Poco sabía que el Señor me iba a guiar todavía a otro ajuste de salud. Cuando cumplí 76, pesaba casi 91 kilos y me había convertido en diabético. Me topé con varias declaraciones de la Hna. White aconsejando solamente dos comidas al día. Había estado tomando tres comidas al día toda mi vida. Pero, como sucedió con la carne, oré en busca de fortaleza para hacer lo que creía que Dios deseaba que hiciera. Comencé a consumir solamente dos comidas al día en vez de tres. No siempre fue fácil, y muy rápidamente me di cuenta de cuánto me gustaba comer y contar con cada comida; pero Dios me ayudó y muy pronto me acostumbré a ello. Oré también por fortaleza especial para dejar de consumir azúcar, que era mi mayor debilidad. Reemplacé galletitas y panes dulces con dátiles, pasas de uva y otros alimentos dulces saludables. Aprendí también a no comprar productos azucarados y traerlos a casa, en donde representarían una tentación constante.

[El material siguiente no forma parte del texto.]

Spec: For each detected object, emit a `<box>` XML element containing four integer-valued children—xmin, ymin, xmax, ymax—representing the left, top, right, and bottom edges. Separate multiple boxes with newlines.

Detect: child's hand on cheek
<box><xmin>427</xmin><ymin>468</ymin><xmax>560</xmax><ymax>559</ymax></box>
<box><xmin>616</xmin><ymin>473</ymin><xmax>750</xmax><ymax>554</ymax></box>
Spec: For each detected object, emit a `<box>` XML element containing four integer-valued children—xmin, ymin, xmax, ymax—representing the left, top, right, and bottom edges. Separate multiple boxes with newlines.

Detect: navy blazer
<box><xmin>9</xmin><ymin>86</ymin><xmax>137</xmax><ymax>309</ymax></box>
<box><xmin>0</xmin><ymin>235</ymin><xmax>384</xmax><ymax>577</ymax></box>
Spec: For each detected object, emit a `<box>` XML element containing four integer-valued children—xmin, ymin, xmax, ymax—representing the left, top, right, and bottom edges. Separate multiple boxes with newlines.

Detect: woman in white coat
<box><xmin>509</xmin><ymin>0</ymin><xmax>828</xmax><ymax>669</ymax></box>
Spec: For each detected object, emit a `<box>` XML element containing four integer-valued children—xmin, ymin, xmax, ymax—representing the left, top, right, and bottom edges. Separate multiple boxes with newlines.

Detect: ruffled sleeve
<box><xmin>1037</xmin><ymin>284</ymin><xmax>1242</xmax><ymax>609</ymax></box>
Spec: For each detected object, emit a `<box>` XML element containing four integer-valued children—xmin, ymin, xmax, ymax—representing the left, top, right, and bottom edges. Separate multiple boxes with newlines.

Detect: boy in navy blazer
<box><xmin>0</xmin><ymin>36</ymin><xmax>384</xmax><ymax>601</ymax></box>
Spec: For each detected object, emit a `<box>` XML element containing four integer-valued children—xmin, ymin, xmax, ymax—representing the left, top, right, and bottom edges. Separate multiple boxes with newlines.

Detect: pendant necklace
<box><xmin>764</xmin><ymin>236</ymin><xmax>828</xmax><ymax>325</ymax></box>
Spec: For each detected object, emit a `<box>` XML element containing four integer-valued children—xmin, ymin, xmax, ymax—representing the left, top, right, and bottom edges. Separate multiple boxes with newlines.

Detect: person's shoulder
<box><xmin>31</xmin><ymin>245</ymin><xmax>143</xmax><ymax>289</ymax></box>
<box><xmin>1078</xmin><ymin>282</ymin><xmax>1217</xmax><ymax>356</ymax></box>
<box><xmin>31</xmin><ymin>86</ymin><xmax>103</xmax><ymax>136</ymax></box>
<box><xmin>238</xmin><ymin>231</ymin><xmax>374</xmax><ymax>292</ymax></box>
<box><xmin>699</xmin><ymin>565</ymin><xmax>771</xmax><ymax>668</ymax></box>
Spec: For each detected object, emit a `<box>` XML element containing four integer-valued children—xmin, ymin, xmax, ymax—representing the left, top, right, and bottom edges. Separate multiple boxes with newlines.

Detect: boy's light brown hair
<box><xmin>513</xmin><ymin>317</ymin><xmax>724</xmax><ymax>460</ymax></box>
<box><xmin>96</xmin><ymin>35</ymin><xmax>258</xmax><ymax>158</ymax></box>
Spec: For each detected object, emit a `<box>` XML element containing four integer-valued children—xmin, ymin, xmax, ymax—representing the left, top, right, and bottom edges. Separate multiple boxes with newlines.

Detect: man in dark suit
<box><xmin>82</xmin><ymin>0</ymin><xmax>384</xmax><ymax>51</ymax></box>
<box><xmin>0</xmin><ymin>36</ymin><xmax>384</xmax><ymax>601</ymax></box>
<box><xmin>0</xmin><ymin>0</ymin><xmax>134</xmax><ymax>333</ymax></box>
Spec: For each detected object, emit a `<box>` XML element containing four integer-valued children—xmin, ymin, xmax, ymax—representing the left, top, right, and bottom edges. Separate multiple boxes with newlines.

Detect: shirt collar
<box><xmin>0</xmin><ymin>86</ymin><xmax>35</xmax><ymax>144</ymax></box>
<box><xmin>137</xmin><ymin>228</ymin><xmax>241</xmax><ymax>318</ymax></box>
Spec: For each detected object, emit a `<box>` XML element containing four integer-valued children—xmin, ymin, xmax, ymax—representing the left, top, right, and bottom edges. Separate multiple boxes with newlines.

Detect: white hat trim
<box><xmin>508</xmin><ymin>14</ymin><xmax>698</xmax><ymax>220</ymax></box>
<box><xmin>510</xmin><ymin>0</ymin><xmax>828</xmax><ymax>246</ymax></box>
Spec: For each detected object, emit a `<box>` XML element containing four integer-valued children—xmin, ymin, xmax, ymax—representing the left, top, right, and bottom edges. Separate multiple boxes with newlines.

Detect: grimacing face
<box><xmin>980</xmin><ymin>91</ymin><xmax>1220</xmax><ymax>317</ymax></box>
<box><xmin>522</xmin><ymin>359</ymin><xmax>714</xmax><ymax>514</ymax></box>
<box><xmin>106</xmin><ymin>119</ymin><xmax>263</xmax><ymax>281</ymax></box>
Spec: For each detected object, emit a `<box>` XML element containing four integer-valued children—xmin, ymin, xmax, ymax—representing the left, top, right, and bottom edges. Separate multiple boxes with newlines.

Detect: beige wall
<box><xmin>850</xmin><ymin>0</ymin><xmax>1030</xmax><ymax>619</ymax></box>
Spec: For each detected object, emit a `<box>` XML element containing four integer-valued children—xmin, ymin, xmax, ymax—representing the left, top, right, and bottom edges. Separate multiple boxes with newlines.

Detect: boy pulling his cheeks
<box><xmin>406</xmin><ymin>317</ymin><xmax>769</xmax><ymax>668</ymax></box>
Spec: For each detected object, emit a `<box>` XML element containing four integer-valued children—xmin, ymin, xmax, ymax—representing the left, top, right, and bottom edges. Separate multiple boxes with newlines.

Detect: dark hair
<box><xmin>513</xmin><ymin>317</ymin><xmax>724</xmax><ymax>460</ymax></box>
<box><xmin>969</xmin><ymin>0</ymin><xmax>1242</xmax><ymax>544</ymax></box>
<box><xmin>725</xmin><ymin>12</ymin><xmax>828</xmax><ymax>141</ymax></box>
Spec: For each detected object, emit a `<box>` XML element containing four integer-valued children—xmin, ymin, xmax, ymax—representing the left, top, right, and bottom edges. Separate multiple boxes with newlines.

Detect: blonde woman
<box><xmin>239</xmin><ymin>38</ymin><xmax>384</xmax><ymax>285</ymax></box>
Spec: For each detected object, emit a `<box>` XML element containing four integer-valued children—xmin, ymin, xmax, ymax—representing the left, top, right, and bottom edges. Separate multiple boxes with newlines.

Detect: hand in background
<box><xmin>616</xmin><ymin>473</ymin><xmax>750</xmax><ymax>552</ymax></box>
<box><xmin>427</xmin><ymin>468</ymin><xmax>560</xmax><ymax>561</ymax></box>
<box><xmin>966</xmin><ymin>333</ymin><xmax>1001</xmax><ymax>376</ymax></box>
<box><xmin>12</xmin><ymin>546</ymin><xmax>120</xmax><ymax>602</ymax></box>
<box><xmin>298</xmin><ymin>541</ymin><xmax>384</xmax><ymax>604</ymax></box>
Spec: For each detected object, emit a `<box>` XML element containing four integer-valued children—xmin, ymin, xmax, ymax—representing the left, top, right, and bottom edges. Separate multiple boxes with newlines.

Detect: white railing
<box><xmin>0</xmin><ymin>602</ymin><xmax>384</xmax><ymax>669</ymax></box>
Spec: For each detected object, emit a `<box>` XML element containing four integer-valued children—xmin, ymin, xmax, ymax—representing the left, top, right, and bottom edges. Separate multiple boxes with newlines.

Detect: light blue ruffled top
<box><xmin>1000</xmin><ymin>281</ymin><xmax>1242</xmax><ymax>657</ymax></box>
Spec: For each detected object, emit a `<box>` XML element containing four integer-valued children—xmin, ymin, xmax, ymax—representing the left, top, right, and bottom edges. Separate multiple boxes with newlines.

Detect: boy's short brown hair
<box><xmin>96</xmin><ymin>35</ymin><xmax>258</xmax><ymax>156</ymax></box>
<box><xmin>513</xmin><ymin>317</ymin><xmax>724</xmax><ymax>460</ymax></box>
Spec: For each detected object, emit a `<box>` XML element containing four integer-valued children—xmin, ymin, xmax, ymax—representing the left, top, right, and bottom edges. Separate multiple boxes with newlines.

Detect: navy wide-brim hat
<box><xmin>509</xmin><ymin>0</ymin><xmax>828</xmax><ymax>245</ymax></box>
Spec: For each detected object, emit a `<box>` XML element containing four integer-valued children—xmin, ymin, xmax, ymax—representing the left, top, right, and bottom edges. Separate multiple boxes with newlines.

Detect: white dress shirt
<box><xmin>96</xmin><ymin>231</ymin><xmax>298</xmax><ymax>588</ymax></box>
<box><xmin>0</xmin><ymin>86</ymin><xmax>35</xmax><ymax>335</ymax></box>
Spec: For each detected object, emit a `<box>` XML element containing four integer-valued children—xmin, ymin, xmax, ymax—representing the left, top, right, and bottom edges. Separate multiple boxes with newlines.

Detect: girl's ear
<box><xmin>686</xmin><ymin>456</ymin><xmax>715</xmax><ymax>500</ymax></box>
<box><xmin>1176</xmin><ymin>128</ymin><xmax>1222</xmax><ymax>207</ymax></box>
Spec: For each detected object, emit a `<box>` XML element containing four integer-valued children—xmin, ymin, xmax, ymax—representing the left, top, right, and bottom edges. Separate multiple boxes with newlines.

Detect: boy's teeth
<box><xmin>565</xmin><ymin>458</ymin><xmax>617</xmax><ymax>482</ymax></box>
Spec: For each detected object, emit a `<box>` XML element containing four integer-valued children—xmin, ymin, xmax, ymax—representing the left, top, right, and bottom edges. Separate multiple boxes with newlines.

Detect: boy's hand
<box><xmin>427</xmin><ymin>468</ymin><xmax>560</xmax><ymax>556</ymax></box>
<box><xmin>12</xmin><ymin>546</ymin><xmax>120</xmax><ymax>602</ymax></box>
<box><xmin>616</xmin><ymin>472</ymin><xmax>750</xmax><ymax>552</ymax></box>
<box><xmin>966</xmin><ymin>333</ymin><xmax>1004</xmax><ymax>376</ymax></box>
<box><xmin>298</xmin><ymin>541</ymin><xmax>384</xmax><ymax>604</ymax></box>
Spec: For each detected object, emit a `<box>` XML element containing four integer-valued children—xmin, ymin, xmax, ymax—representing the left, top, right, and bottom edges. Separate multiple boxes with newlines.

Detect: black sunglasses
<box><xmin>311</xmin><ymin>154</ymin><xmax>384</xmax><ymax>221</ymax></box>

En muy poco tiempo perdí más de 13 kilos. Y lo más increíble fue que ya no tuve más diabetes. Bajo la supervisión de mi médico, fui capaz de descontinuar las medicinas para la presión arterial, el colesterol y el estrés, que había estado tomando por años. Para mí, ¡eso constituyó un verdadero milagro!  Necesitamos conocimiento, pero el conocimiento no es suficiente: el apóstol Pedro nos aconseja que debemos añadir a nuestro conocimiento el control propio (2 Pedro 1:5, 6). La temperancia o control propio es un fruto del Espíritu y un don procedente de Dios (Gál. 5:23). Dios está dispuesto a darnos este don si se lo solicitamos. Necesitamos el poder que viene de lo alto para ayudarnos a implementar nuestro conocimiento. Gracias a Dios porque él “no nos ha dado un espíritu de timidez, sino de poder, de amor y de dominio propio (2 Tim. 1:7, NVI).